By Daniel Biau, Daniel has been Deputy Executive Director of UN-Habitat, the City Agency of the United Nations, between 1994 and 2011
Across countries and centuries, this book explores a fundamental social and demographic change: the emergence of a planet of towns and cities. But it looks at this densification of human and economic relations through a specific lens, the increased connectivity triggered by strategic urban bridges.
As places of encounters and exchanges, bridges have played a major role in the urbanization of our planet. Through the history of twenty-four cities, The Bridge and the City explains how these monuments have influenced urban development over all continents. The most fascinating cities in Europe (Paris, Rome, Istanbul, Saint-Petersburg, London) all possess fantastic bridges. The same could be said about North American cities (New York, San Francisco) and cities in other regions of the world. Besides, the most famous bridges have almost always been erected at a critical juncture in the history of their host cities. It could be argued that “the bridge makes the city” because, in history, the city reaches a new dimension when its “grand” bridge is inaugurated. This was the case in Prague and Florence in the fourteenth century, in Mostar and Venice in the sixteenth century, in Paris and Isfahan in the seventeenth century, in Budapest, New York and London in the nineteenth century, and in Sydney, San Francisco, Kolkata and Shanghai in the twentieth century.

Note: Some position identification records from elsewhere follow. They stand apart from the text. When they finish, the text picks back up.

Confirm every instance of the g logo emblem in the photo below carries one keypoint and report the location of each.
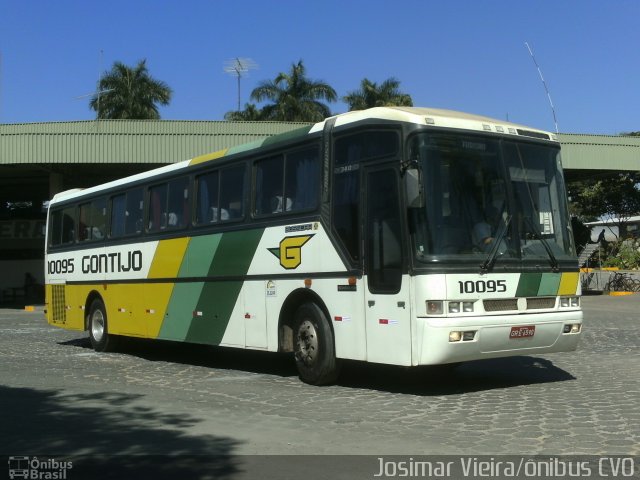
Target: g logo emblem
(290, 251)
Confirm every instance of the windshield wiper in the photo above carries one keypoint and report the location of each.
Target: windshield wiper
(536, 233)
(487, 265)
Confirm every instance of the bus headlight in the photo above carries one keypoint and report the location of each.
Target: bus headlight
(572, 328)
(435, 307)
(569, 302)
(467, 306)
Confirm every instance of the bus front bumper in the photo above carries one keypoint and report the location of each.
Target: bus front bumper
(495, 336)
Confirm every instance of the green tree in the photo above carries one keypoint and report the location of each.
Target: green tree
(294, 97)
(614, 198)
(370, 94)
(250, 113)
(130, 93)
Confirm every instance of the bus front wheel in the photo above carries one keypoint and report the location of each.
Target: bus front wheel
(313, 346)
(101, 339)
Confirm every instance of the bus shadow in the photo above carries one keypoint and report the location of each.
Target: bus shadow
(111, 435)
(223, 358)
(474, 376)
(479, 375)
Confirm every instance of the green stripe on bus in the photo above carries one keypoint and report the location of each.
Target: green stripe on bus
(233, 257)
(184, 300)
(549, 284)
(528, 285)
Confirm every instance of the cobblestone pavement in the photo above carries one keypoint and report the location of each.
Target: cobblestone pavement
(58, 396)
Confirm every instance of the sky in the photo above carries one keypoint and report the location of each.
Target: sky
(460, 55)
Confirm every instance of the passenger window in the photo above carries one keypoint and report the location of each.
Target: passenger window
(178, 203)
(133, 212)
(93, 220)
(55, 228)
(269, 181)
(288, 183)
(169, 205)
(349, 151)
(207, 205)
(302, 179)
(68, 225)
(126, 213)
(232, 191)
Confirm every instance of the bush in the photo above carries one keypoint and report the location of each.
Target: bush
(624, 254)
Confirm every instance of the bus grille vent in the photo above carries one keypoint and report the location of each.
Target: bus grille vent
(536, 303)
(500, 305)
(59, 304)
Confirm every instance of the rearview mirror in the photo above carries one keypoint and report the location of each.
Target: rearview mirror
(413, 188)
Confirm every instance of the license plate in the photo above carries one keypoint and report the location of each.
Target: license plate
(523, 332)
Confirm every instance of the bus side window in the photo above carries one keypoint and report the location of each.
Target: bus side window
(55, 228)
(68, 225)
(93, 220)
(232, 190)
(269, 179)
(157, 208)
(133, 212)
(207, 206)
(178, 203)
(118, 213)
(302, 179)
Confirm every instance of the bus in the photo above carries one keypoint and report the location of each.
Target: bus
(402, 236)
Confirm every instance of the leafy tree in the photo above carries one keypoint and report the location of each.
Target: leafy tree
(130, 93)
(250, 113)
(614, 198)
(294, 97)
(371, 95)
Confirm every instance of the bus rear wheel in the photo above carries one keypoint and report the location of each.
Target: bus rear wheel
(313, 346)
(101, 339)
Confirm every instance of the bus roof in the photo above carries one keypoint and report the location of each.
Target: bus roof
(432, 117)
(436, 117)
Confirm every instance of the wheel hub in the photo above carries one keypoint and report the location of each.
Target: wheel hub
(97, 326)
(307, 343)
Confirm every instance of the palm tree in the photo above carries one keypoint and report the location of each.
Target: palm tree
(295, 97)
(371, 95)
(131, 93)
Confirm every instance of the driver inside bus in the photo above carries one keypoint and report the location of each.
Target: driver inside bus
(483, 233)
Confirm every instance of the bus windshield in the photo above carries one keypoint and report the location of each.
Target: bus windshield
(487, 197)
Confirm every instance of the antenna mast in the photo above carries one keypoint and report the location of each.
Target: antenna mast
(237, 67)
(553, 110)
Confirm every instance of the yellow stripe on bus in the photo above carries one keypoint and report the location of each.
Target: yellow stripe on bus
(166, 264)
(168, 258)
(569, 283)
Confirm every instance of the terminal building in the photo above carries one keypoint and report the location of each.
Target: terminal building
(38, 160)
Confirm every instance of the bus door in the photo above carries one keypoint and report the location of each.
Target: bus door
(387, 302)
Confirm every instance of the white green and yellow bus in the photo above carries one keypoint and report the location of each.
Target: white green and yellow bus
(404, 236)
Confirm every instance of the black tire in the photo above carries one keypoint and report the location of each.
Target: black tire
(101, 339)
(313, 346)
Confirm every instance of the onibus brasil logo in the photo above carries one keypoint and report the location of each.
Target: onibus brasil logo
(290, 251)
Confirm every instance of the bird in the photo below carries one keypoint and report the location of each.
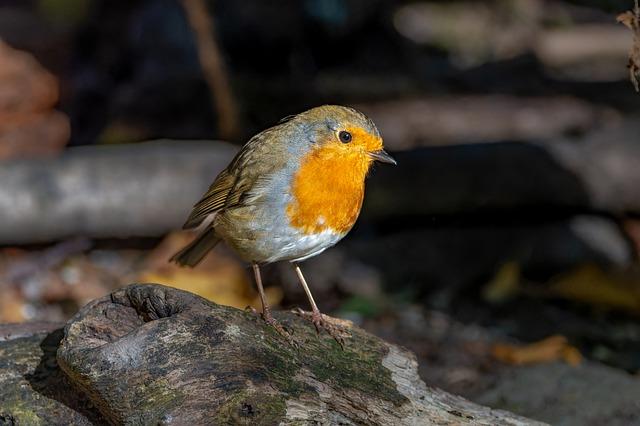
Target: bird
(291, 192)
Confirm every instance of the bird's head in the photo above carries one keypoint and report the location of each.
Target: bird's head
(342, 133)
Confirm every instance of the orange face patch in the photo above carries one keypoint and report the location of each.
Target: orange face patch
(363, 140)
(328, 189)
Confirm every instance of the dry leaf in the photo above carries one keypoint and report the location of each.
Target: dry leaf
(551, 349)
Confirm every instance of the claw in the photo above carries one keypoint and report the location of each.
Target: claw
(272, 322)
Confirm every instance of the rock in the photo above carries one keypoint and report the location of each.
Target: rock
(152, 354)
(33, 390)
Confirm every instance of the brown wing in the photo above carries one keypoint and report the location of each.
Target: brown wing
(253, 162)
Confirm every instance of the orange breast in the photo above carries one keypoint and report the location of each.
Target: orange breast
(328, 190)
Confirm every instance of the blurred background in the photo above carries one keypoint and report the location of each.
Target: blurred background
(503, 249)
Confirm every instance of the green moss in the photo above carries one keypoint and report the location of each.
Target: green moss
(358, 366)
(252, 408)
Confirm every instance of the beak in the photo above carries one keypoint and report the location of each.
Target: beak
(382, 156)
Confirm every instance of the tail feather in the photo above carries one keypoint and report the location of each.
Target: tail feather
(193, 253)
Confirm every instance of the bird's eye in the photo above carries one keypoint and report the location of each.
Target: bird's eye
(345, 137)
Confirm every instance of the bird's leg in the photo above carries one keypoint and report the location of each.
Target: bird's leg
(266, 310)
(319, 320)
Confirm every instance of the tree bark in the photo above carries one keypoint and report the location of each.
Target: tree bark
(149, 354)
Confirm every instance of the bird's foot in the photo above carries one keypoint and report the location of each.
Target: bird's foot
(322, 322)
(271, 321)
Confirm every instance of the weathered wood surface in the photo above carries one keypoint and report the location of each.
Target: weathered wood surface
(147, 189)
(149, 354)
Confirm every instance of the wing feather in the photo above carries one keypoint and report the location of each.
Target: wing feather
(232, 186)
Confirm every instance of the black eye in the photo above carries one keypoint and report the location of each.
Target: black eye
(345, 137)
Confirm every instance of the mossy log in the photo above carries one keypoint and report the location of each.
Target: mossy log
(149, 354)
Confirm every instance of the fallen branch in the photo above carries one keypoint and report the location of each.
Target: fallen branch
(147, 189)
(213, 67)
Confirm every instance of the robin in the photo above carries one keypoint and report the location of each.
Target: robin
(292, 191)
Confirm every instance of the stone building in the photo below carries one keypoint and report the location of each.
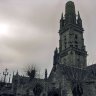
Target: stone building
(70, 75)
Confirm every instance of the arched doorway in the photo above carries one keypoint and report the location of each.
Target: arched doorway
(54, 93)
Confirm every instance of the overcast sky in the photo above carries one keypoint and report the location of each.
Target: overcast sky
(30, 32)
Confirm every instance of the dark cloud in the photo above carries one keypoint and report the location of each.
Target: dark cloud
(33, 33)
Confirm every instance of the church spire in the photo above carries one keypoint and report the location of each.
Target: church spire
(70, 16)
(61, 21)
(55, 57)
(46, 74)
(79, 20)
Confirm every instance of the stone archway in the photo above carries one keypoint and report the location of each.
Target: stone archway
(54, 93)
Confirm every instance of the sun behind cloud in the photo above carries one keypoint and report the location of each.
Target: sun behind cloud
(4, 29)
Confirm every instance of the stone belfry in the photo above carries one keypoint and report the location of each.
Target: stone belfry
(72, 50)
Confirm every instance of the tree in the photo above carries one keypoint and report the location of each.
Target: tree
(37, 89)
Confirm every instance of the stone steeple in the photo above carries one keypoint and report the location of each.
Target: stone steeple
(70, 16)
(72, 50)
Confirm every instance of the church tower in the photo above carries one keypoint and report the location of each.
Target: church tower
(72, 50)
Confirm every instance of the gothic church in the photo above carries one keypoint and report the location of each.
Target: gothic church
(70, 75)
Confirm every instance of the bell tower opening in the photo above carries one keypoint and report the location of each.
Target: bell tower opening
(72, 50)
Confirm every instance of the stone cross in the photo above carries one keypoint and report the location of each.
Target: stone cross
(5, 74)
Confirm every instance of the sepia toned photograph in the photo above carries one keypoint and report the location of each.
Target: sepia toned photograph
(47, 48)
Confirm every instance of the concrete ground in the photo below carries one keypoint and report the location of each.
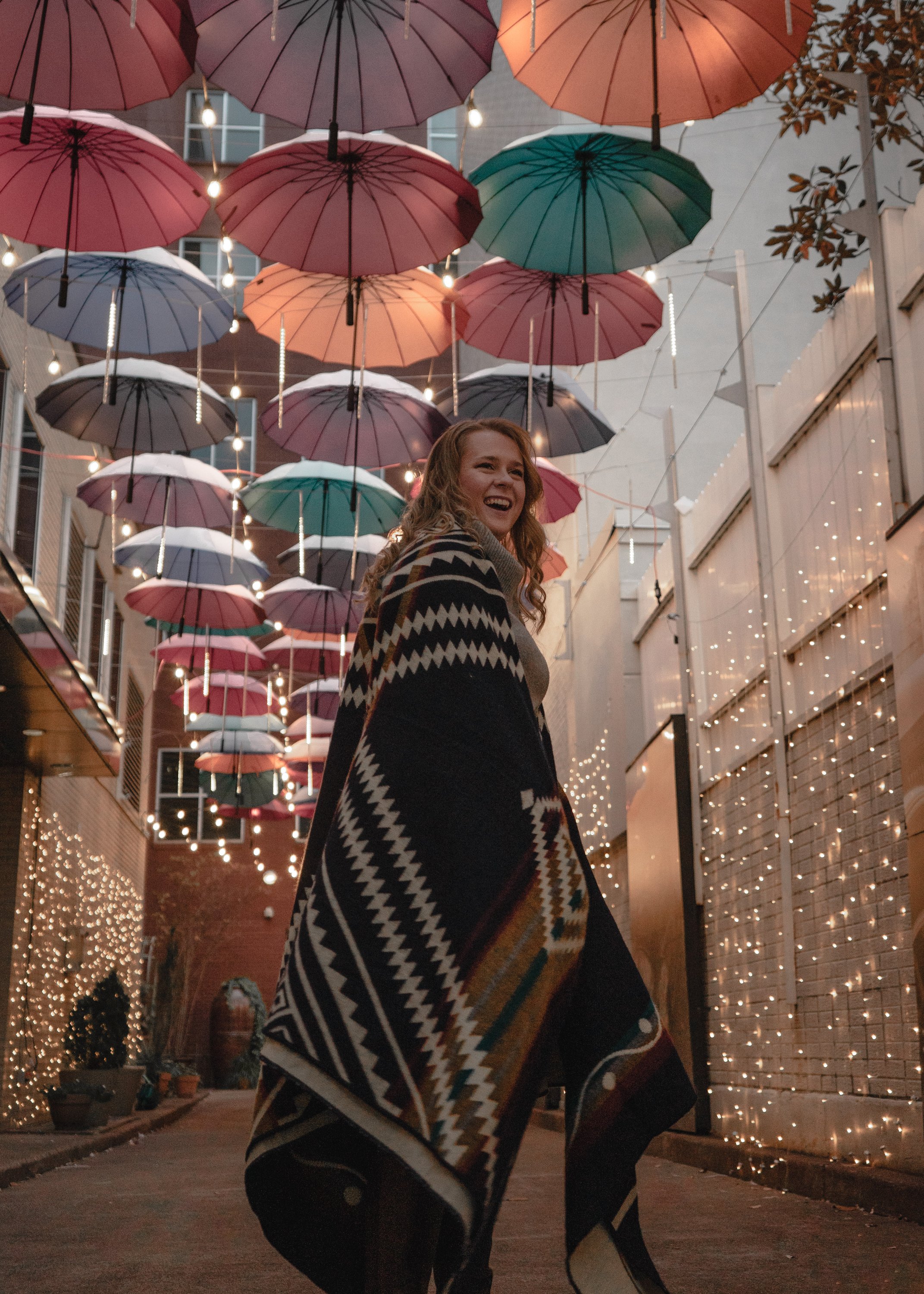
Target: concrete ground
(167, 1215)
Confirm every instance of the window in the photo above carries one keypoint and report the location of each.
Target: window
(222, 456)
(182, 803)
(237, 134)
(132, 751)
(443, 136)
(207, 257)
(28, 495)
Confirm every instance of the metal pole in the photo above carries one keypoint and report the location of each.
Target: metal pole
(745, 394)
(866, 220)
(684, 647)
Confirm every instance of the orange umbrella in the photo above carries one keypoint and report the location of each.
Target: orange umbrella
(407, 317)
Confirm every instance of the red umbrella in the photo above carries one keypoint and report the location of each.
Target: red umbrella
(601, 60)
(290, 204)
(503, 301)
(79, 53)
(202, 605)
(90, 183)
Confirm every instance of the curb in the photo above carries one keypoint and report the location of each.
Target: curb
(94, 1143)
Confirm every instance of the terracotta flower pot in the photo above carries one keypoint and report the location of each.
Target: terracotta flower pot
(187, 1085)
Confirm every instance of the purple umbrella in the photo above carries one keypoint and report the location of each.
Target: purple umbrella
(383, 66)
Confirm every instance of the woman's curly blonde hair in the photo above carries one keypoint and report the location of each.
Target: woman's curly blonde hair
(442, 506)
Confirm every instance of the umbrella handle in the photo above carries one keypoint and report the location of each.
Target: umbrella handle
(29, 112)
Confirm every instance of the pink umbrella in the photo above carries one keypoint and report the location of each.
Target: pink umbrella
(202, 605)
(161, 490)
(79, 53)
(244, 695)
(91, 183)
(290, 204)
(192, 650)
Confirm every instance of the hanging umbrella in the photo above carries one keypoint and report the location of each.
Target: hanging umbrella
(91, 183)
(570, 427)
(311, 607)
(395, 424)
(207, 606)
(161, 488)
(504, 301)
(578, 202)
(316, 496)
(351, 63)
(401, 319)
(332, 557)
(193, 554)
(157, 305)
(156, 408)
(82, 53)
(684, 59)
(228, 694)
(408, 205)
(192, 650)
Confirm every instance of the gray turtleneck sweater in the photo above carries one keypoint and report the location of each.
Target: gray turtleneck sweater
(511, 574)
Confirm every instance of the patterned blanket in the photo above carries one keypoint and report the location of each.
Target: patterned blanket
(448, 935)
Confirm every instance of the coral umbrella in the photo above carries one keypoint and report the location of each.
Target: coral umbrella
(401, 317)
(289, 202)
(161, 488)
(365, 66)
(91, 183)
(578, 202)
(571, 426)
(207, 606)
(95, 53)
(299, 603)
(394, 425)
(609, 60)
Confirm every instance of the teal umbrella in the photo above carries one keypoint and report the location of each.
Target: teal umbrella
(578, 202)
(313, 497)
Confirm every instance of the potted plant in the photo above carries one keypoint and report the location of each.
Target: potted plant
(70, 1103)
(185, 1080)
(97, 1040)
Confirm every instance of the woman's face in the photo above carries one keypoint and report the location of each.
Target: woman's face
(492, 479)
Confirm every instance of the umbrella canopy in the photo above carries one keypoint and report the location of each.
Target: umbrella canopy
(503, 301)
(401, 317)
(310, 655)
(244, 697)
(91, 183)
(158, 298)
(320, 493)
(191, 651)
(604, 63)
(82, 53)
(312, 607)
(290, 204)
(167, 491)
(395, 425)
(332, 557)
(156, 408)
(192, 553)
(201, 605)
(578, 202)
(361, 65)
(571, 426)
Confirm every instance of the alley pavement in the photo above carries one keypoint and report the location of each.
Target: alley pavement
(167, 1213)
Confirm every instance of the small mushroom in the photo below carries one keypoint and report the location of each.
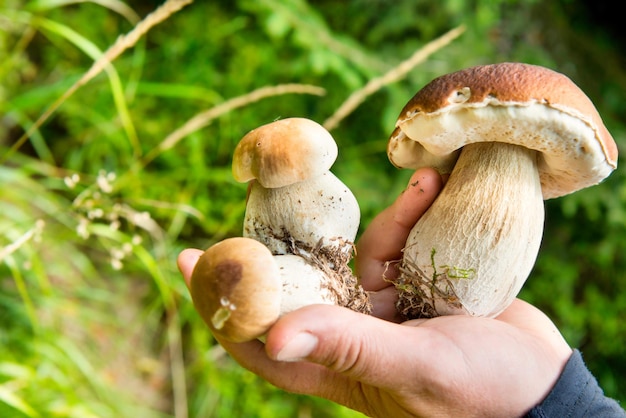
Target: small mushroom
(510, 135)
(300, 225)
(295, 204)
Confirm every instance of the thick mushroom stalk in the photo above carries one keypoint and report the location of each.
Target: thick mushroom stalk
(509, 135)
(485, 225)
(304, 218)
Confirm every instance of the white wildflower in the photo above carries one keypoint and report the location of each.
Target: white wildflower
(104, 180)
(71, 181)
(81, 229)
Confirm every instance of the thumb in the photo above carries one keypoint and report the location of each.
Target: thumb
(360, 347)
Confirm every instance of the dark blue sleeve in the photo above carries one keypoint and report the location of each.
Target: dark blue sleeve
(577, 395)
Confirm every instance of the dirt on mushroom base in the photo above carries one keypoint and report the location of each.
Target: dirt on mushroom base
(331, 260)
(418, 293)
(343, 285)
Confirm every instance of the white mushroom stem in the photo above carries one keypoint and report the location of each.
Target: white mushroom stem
(316, 220)
(473, 249)
(318, 212)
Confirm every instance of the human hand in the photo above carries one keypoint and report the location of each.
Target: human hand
(445, 366)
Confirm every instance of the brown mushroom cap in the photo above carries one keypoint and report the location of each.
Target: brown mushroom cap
(236, 288)
(284, 152)
(515, 103)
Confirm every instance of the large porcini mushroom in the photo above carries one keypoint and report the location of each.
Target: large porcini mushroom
(300, 225)
(510, 135)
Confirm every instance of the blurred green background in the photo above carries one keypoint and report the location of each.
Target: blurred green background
(95, 320)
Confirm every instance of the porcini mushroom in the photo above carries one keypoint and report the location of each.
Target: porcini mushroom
(300, 225)
(510, 135)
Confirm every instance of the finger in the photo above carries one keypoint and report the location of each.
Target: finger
(186, 261)
(525, 316)
(359, 352)
(386, 236)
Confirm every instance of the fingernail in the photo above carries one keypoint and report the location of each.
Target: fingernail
(298, 348)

Bridges can be seen as founding milestones, buttonholes and laces of the urban fabric, as well as signatures of the built environment. As architectural objects and engineering feats, they directly reflect the technical achievements and aesthetical values of their time, as well as the socio-cultural context of their construction. The Bridge and the City tells and illustrates a universal love story, over space and time, from Rome and its Ponte Sant’Angelo (134) and Paris and its Pont-Neuf (1607) to New York and its Brooklyn Bridge (1883) and Shanghai and its Nanpu Da Qiao (1991).
An ode to the world’s most beautiful bridges, apprehended in their diverse historical settings, The Bridge and the City is an analytical and visual treasure that will delight bridge and city lovers on every continent.